Ottawa beat San Jose 4-3 despite being outplayed and losing Mike Hoffman during the game (which presumably means we’ll get a steady diet of Curtis Lazar accomplishing nothing in a scoring role). Ross A provides the blow-by-blow for those who missed it.
Speaking of Ross A, he interviewed moribund Ottawa Citizen journalist Ken Warren who, not surprisingly, simply echoed management’s opinions when relevant. Inexplicably Ross did not ask Ken about analytics, although I’d be shocked if Ken was anymore open to it than Bruce Garrioch. There’s no need for fans to be alarmed by Warren’s unimpressive efforts because Ottawa is blessed with excellent coverage from fans (something that won’t really change so long as the newspapers here prefer and can afford their management-friendly coverage).
I don’t care about the NHL All-Star game and I certainly don’t watch it, but it is interesting to see the blustery, conservative NHL fold to public pressure to put John Scott back into the game after indicating repeatedly they would not. There was an enormous amount of pushback by the league and its various shills in the media against his selection; the narrative spun was that those clammering for Scott were a small number of trolls of no consequence and there was a great deal of glad-handing when Scott was banished to the AHL. Clearly that was all bluster from the league as the lumbering goon will captain the Pacific Division. Seeing the NHL actually bow to something so trivial gives me hopes that on more serious issues when the league drags its heels we could also change with enough public pressure.
[A lot roster update: Troy Rutkowski and Ben Harpur were sent down to Evansville.]
Binghamton lost it’s rematch with the Amerks 2-1 on Saturday where the identical lineup couldn’t score enough to overcome Rochester’s limited pop on the powerplay (despite badly outshooting them and limited the Amerks offensive opportunities). Here’s the play-by-play:
–Schneider with a steal and Lindberg has a great chance in front
–Allen turns it over behind the net, but the Amerk pass in front misses the target
1. PP goal (looked like it went off an Amerk, which makes it Allen‘s goal, but Stortini was given credit)
–Lindberg just misses the net with a backhand all alone in front
–Dzingel with the dangle and Robinson has a great chance between the circles
–Paul hits the post with a deflection
Second
–Penny with a good defensive play in front (deflecting away a centering pass)
2. On the PK neither Fraser nor Allen can wrangle the puck and the Amerks bang home the rebound
–Sdao throws it up the gut and is very fortunate it doesn’t wind up back in the net (O’Dell bails him out)

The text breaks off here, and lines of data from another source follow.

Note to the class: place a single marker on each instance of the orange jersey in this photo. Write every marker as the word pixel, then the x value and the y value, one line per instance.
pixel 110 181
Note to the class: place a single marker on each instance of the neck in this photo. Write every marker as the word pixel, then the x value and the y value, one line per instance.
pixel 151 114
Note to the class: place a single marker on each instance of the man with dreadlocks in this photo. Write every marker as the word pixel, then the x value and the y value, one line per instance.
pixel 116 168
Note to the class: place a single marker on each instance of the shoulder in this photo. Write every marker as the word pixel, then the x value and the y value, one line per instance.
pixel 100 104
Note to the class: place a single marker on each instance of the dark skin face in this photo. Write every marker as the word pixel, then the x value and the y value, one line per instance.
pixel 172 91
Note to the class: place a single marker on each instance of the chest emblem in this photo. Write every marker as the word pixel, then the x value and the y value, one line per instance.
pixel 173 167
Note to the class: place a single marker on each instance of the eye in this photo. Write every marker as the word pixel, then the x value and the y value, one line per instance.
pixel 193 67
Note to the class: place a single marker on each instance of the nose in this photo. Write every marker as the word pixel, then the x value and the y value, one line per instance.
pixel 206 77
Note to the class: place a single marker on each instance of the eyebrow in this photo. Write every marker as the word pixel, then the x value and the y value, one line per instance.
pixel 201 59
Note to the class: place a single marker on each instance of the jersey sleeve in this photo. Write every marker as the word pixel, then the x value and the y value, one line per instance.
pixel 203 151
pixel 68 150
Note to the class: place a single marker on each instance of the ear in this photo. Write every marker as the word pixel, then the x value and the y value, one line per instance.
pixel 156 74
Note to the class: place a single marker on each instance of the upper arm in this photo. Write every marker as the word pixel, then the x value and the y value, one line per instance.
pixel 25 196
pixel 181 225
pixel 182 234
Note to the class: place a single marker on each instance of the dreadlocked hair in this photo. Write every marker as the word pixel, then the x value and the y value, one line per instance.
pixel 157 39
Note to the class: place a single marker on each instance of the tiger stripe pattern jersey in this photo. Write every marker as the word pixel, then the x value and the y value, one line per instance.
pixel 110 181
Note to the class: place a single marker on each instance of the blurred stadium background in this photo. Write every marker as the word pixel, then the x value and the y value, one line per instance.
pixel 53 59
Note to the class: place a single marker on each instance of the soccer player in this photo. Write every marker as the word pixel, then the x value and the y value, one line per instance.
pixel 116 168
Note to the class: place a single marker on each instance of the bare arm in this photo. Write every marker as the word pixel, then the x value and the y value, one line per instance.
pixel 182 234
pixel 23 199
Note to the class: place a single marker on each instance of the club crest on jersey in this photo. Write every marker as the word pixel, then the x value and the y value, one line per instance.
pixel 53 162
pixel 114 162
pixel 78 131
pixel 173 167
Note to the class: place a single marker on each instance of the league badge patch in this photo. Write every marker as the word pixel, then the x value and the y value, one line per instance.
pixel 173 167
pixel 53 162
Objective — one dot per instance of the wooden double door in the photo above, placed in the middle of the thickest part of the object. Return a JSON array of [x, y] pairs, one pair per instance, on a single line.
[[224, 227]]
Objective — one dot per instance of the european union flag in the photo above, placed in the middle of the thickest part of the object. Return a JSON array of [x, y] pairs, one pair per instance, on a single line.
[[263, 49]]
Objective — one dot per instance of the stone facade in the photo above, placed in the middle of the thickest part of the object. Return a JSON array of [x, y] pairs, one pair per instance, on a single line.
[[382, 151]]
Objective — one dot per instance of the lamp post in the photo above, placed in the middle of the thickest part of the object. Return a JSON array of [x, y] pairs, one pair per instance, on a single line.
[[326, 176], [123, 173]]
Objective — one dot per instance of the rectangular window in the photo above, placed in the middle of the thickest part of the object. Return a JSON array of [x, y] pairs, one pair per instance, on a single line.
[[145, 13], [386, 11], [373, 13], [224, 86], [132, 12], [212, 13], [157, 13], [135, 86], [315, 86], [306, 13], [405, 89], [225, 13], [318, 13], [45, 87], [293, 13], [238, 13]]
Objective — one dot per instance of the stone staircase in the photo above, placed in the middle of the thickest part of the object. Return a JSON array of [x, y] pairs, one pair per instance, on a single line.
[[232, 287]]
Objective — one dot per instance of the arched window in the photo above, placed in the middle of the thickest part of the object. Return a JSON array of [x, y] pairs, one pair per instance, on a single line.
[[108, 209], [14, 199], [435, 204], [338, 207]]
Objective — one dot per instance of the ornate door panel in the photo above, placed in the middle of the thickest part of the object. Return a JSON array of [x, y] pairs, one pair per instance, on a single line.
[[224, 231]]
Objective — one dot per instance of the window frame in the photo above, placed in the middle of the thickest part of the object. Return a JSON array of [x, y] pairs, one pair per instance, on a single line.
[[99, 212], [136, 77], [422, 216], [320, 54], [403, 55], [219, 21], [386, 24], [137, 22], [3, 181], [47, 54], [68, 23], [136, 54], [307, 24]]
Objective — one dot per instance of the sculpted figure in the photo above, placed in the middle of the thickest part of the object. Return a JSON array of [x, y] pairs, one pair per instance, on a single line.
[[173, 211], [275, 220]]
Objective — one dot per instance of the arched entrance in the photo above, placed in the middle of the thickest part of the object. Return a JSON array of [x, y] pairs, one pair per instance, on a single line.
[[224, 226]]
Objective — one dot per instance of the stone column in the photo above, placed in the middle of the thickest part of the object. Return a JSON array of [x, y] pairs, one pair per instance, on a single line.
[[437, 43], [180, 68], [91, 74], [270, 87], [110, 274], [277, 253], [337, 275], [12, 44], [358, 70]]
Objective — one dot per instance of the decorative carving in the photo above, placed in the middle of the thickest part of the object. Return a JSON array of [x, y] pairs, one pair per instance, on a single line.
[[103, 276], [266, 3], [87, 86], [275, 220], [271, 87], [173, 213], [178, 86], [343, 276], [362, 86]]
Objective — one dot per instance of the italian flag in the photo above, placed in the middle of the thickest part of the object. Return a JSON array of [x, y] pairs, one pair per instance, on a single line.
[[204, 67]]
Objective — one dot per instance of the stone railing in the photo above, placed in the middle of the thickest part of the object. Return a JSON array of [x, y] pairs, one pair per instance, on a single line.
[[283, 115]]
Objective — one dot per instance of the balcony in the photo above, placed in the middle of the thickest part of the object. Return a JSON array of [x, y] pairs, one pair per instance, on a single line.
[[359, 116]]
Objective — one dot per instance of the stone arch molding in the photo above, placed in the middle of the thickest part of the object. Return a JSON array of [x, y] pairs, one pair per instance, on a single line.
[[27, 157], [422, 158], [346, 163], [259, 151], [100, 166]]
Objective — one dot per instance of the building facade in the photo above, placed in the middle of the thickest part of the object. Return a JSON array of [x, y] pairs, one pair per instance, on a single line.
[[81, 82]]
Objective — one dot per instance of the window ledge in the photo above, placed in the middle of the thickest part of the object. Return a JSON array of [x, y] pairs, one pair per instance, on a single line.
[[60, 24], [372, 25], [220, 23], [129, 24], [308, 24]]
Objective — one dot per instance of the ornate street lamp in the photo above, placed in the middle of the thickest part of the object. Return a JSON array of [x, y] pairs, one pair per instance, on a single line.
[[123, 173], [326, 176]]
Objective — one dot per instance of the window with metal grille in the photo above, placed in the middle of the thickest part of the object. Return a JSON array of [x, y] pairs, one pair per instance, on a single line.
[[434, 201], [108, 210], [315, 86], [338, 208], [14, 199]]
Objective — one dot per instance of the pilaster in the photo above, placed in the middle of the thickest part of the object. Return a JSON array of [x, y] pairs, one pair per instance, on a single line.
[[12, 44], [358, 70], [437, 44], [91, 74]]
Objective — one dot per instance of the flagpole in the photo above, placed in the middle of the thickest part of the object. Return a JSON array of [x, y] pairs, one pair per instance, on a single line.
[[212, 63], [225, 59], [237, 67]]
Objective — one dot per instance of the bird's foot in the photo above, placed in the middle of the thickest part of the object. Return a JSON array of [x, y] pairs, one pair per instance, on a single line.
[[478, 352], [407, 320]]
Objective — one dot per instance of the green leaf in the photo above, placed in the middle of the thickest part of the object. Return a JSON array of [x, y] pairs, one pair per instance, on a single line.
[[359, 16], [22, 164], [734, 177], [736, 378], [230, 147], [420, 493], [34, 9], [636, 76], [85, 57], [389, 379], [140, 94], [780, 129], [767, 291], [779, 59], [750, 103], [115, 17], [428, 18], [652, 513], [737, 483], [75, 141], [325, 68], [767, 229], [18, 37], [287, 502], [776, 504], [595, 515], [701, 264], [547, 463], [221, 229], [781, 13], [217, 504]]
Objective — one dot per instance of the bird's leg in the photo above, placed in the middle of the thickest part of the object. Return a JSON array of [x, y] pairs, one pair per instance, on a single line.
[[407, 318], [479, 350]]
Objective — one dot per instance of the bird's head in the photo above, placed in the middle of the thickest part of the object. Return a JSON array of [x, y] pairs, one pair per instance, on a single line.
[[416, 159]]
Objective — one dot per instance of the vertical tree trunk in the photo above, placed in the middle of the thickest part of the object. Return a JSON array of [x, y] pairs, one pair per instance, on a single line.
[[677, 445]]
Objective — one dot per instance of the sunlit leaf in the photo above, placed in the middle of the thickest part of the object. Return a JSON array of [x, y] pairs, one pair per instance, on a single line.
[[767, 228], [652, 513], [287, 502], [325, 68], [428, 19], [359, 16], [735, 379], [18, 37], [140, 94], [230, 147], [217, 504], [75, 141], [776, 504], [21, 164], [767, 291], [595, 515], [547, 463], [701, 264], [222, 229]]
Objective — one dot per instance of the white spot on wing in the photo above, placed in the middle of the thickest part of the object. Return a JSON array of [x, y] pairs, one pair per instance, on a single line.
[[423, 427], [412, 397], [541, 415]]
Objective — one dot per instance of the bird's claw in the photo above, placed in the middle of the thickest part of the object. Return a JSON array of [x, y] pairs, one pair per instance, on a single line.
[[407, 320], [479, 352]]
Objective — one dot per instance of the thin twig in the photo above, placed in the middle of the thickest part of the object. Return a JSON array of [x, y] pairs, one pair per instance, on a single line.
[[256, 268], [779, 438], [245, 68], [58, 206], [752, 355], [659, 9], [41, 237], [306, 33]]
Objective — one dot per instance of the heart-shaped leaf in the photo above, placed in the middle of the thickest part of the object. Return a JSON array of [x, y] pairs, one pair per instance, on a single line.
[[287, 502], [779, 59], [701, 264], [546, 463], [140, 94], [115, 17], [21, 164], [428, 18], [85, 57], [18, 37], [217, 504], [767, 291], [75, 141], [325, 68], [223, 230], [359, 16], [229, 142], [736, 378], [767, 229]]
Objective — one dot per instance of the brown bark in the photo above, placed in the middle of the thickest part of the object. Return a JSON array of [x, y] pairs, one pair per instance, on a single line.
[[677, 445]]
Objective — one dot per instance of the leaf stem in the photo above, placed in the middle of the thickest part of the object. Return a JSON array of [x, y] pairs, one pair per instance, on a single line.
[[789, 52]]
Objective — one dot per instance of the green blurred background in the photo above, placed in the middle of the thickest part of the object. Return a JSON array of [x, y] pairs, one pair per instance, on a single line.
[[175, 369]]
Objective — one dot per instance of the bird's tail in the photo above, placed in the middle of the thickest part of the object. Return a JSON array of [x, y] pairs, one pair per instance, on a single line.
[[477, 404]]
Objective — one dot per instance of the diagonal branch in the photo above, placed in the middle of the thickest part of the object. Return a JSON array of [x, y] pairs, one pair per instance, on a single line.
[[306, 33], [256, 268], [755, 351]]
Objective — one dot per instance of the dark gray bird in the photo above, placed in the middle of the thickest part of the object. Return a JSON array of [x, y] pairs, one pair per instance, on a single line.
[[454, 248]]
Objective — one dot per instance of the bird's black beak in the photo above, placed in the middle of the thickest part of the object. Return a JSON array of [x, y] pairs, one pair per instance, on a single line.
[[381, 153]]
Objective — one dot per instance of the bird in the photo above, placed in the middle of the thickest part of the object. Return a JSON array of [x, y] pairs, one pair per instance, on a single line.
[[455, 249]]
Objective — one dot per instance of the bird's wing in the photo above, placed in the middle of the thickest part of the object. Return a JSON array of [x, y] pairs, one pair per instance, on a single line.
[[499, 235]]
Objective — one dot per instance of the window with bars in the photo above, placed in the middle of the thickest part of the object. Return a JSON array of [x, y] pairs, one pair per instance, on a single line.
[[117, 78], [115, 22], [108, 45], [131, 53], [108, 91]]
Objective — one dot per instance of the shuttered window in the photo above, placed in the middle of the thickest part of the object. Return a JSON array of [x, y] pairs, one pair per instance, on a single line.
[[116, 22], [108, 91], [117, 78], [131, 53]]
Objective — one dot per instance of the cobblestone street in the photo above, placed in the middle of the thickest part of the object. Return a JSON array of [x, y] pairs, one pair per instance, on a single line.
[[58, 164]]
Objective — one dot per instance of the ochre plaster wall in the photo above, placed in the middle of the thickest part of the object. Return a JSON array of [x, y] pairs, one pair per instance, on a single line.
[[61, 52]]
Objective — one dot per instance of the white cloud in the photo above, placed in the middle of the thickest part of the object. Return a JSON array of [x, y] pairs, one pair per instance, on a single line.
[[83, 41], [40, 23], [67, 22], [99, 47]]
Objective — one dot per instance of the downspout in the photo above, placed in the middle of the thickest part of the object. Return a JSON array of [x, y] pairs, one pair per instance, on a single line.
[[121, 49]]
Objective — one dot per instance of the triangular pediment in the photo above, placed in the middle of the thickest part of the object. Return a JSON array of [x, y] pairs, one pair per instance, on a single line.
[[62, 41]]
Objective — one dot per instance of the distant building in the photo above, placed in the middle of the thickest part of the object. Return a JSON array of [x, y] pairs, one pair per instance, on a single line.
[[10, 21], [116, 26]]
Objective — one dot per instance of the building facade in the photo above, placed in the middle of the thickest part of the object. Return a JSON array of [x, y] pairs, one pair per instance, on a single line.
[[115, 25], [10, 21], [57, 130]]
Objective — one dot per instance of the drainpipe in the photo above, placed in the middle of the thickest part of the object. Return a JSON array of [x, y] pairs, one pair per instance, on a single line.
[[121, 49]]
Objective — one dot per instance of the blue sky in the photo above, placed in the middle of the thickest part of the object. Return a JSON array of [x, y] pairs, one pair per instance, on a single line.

-Great back-to-back saves by Greenham off Amerks in front
–Robinson with a chance below the dot
–Dziurzynski takes a dumb crosschecking penalty
3. One-timer from the top of the circle beats Greenham on the PP
–Lindberg with a great pass to Puempel who can’t put it past the Amerk ‘tender
–Lepine takes a dumb holding call in the offensive zone
Third
–Lepine passes to the wrong team, but nothing comes of it
–Schneider tries to go five-hole on a one-on-one rush
–Greening with a great chance off a rebound in front
–Dzingel rushes up the gut but runs out of room
-Despite getting a late powerplay with just under 4o seconds to go, the Sens don’t get a shot on goal
This was one of Binghamton’s better games, but their habitual march to the penalty box finally caught up to them (along with an inspired performance for the Amerk’s goaltender). Scott Greenham wasn’t particularly busy, which is pretty rare for goaltenders in Senators games. The loss basically comes down to discipline, which has been a problem all season.
The IceMen haven’t played since my last post, but they did make one roster move, releasing unimpressive SPHL defenseman Nicholas Kuqali. This means the team is getting healthier and should help them going forward.